Caminhos da História

 

 

O Castelo de Almourol fica situado numa pequena e íngreme ilha, em Vila Nova da Barquinha, Distrito de Santarém, em Portugal. Erguido no coração do rio Tejo, Almourol é um dos monumentos medievais que nos traz à ideia os tempos da Reconquista Cristã e a participação dos Templários junto de D. Afonso Henriques, em 1129, na conquista de Santarém. O monarca entregou o castelo aos cavaleiros da Ordem dos Templários, então responsáveis por todo o território a montante desta cidade, entre o rio Mondego e o Tejo, e pela defesa da então capital de Portugal, Coimbra.

Perante este honroso marco da nossa História, a visita ao castelo é, de todo, irresistível.

As origens de ocupação deste local são muito antigas e, por isso, enigmáticas.

O Castelo ergue-se a cerca de 18 m acima do nível das águas, num afloramento da pequena ilha de 310 m de comprimento e 75 m de largura. Através de pesquisas arqueológicas efectuadas, muitos autores pensam que a sua origem remonta a um castro pré-histórico, tendo sido também encontrados alguns resquícios de actividades romanas, nomeadamente moedas e medalhas, do século I antes de Cristo. A partir do século III e durante a Reconquista Cristã o local foi ocupado por alanos, visigodos e mouros.

O monumento é uma notável obra de arquitectura militar da época dos Templários.

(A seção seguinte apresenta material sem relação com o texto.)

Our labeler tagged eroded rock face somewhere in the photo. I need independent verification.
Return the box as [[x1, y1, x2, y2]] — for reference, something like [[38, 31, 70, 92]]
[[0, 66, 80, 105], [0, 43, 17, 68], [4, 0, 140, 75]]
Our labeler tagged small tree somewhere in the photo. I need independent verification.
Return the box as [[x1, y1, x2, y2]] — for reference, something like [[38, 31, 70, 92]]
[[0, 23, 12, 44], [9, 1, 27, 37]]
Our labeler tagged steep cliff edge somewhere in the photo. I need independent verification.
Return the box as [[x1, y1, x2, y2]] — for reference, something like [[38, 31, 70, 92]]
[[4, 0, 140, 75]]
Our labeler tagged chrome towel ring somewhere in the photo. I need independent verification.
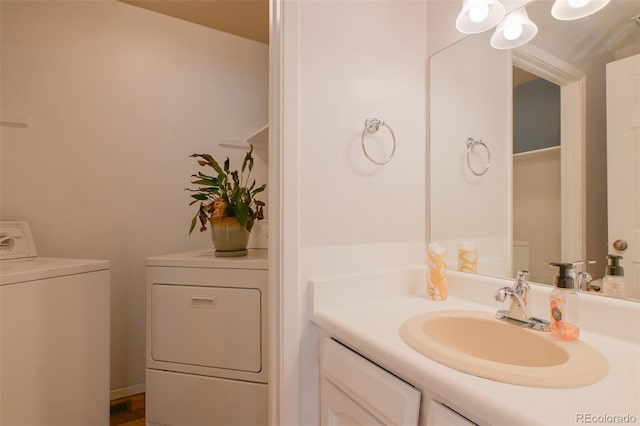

Na parte superior do portão principal do castelo podemos observar uma placa que nos indica a data da conclusão das obras (1171), sob a influência de Gualdim Pais, o quarto Grão-Mestre da Ordem dos Templários em Portugal.

O castelo assumiu também grande importância na prática do comércio entre Lisboa e outros locais do território.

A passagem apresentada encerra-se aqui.